I modified the `--ntasks` parameter and changed it to 8, I also modified the `--ntasks-per-node` to 8 in order to match the number of tasks. 

```
/usr/local/bin/sbatch --output=${HOME}/slurm-%A.out --ntasks 8 --gres=rdu:8 --ntasks-per-node 8  --nodes 1 --nodelist $(hostname) --cpus-per-task=8  ${PROJ_DIR}/BertLarge_run.sh $1 >> ${OUTPUT_PATH} 2>&1
```

This yielded the following performance:

- e2e_train_time: 440.9703402519226
- training_sequences_per_second: 300207.7643688482
- final_loss: 8.30881118774414
- training_samples_per_second: 2345.3731591316264

Since the number of tasks was decreased, the number of sequences and samples that the model was able to train per second also decreased.

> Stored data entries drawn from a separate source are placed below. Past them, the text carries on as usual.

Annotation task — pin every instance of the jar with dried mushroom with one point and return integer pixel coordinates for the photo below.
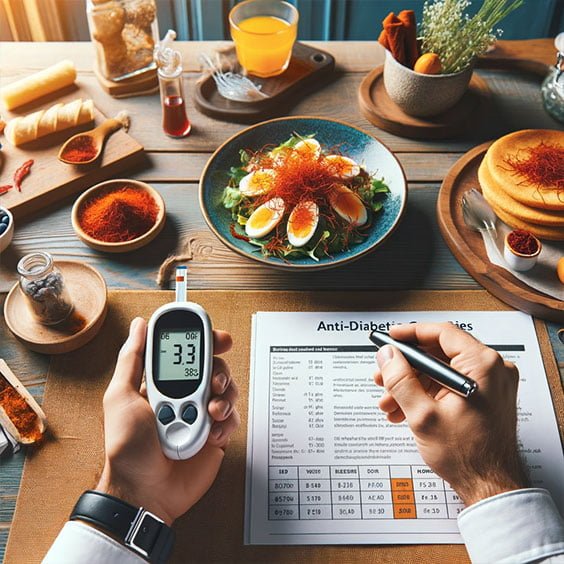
(124, 34)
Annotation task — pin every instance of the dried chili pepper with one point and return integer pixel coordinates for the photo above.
(21, 173)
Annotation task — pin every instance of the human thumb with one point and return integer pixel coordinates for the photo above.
(401, 381)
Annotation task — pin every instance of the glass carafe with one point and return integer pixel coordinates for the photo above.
(553, 86)
(124, 33)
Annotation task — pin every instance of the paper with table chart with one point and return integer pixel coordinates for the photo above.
(323, 464)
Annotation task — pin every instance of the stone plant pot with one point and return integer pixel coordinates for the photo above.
(423, 95)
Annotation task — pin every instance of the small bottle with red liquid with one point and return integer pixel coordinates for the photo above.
(169, 63)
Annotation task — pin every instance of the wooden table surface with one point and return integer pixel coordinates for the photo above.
(415, 257)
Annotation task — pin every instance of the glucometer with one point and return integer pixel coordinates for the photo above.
(178, 371)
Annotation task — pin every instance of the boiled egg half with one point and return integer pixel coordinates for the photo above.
(257, 182)
(348, 205)
(308, 147)
(302, 223)
(265, 218)
(343, 167)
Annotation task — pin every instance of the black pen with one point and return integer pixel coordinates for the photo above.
(436, 369)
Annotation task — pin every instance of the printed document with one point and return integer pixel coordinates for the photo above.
(324, 466)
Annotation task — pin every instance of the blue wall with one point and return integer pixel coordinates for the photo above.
(356, 19)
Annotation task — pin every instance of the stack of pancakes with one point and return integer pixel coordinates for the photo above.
(538, 209)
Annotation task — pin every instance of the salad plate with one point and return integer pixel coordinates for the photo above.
(346, 189)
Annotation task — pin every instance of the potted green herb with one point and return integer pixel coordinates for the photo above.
(452, 41)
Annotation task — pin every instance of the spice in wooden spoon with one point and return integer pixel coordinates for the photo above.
(85, 148)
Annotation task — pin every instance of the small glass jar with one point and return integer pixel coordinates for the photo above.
(124, 34)
(44, 287)
(552, 89)
(169, 63)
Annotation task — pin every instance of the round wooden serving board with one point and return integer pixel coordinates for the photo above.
(88, 292)
(468, 247)
(379, 109)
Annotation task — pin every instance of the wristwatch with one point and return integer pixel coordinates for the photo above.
(135, 527)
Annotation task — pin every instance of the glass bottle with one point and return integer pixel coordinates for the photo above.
(553, 86)
(123, 33)
(169, 64)
(44, 287)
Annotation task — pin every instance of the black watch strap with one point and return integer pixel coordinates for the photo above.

The training time decreased slightly but the final loss was greater than the first run.

## Graphcore

**Homework task: Run MNIST example by changing values of the input parameters like batch-size, learning rate and number of epochs trained and observe and report the performance implications.**

The original parameters of the MNIST example were the following:

- learning_rate = 0.03
- epochs = 10
- batch_size = 8
- test_batch_size = 80

The accuracy on the test set was 98.07%, with 10.97 seconds per iteration

I changed the parameters to have a higher learning rate by one order of magnitude and increased the batch size hoping for a faster training, since I used the same batch size:

- learning_rate = 0.3
- epochs = 10
- batch_size = 8
- test_batch_size = 100

The accuracy of the test set was 98.64%, with 8.73 seconds per iteration

This means that the training time was indeed decreased and it ended up having a better test set accuracy in the same number of epochs.

## Cerebras

**Homework task: Run the BERT example with a different batch size, like 512 or 2048 and observe the performance difference**

The original batch size was 1024, and the relevant outputs are:

- The loss for the final step 1000 was 7.07812
- Processed 1024000 sample(s) in 210.545817686 seconds

I first changed the batch size to 512, the relevant outputs are:

- The loss for the final step 1000 was 7.12500
- Processed 512000 sample(s) in 175.796076613 seconds

Then I changed the batch size to 2048, the relevant outputs are:

- The loss for the final step 1000 was 7.14844
- Processed 512000 sample(s) in 334.704423242 seconds

The fastest training time was for the batch size of 512, which is the smaller tested, yet the loss was the smallest for the batch size of 1024. Increasing the batch size from 1024 to 2048 didn't improve the loss and it took longer.

## Groq

**Homework task: Run the BERT example with custom input instead of dummy input**

The dummy input has `batch_size` = 1, and `max_seq_length` = 128

The final training metrics were:

```
+--------+----------+-------------------------+----------------+----------------------+-------------+
  | Source | Accuracy | end-to-end latency (ms) | end-to-end IPS | on-chip latency (ms) | on-chip IPS |
  +--------+----------+-------------------------+----------------+----------------------+-------------+
  |  cpu   |  77.47%  |           2.25          |     445.29     |          --          |      --     |
  |  groq  |  77.47%  |           0.06          |    16788.58    |         0.03         |   37576.72  |
  +--------+----------+-------------------------+----------------+----------------------+-------------+
```

I changed the inputs to: `batch_size` = 1 and `max_sequence_length` = 512

The final training metrics were:

```
+--------+----------+-------------------------+----------------+----------------------+-------------+
| Source | Accuracy | end-to-end latency (ms) | end-to-end IPS | on-chip latency (ms) | on-chip IPS |
+--------+----------+-------------------------+----------------+----------------------+-------------+
|  cpu   |  77.47%  |           9.26          |     108.03     |          --          |      --     |
|  groq  |  77.47%  |           0.13          |    7515.17     |         0.09         |   10953.97  |
+--------+----------+-------------------------+----------------+----------------------+-------------+
```

Reasonably, since I increased the input size, the latency increased, yet the accuracy was the same as the previous configuration.